# Raw Feeding and Treats?



## CharismaticMillie (Jun 16, 2010)

I am certainly not a purist and I feed all kinds of treats to my dogs - mostly grain free but some even grain inclusive. I love Wellness WellBites, Zukes, ZiwiPeak, Acana and Orijen kibble, Newsman's Own biscuits, Mr. Pugsly's and things like cheese and hotdogs and lunchmeat. I have tried lots of other commercial treats too, I just cannot think of the name. Tiger is Mr. Picky with treats so I try lots of things. Oh - Pro-Treat Beef Liver, and they LOVE Natural Balance Rolls (yes, sugar, I know...).

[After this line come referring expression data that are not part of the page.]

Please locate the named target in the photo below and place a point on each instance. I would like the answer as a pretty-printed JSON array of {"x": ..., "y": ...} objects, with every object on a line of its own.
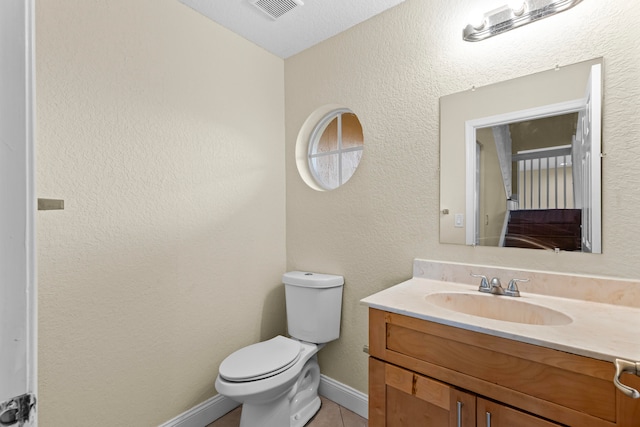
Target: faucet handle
[
  {"x": 484, "y": 283},
  {"x": 512, "y": 289}
]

My main requirement is that they are not treats made in China.


----------



## schnauzerpoodle (Apr 21, 2010)

I feed raw but I use kibbles (Orijen fish, Acana Pacifica), Ziwipeak, K-9 magic, Stella & Chewy etc. as treats. I try to stay grain-free but I have to keep K-9 magic, which is not grain free, on my list because it's my boy's favorite.


----------



## Pips (Feb 2, 2011)

*Discuss what you are feeding your Poodle.*

My poodles love Life's Abundance. I won't give my website as to be compliant with the forum but I'm a rep and I love the products because a holistic vet is the formulator. I'm no scientist with a degree in animal nutrition so I go with the the expert says. 

Susan
Spotts Grooming


----------



## CurlyDog (Aug 20, 2008)

I love Zukes. I use Biljac too but need to investigate further. What do y'all think of that? It's mostly meat I think.


----------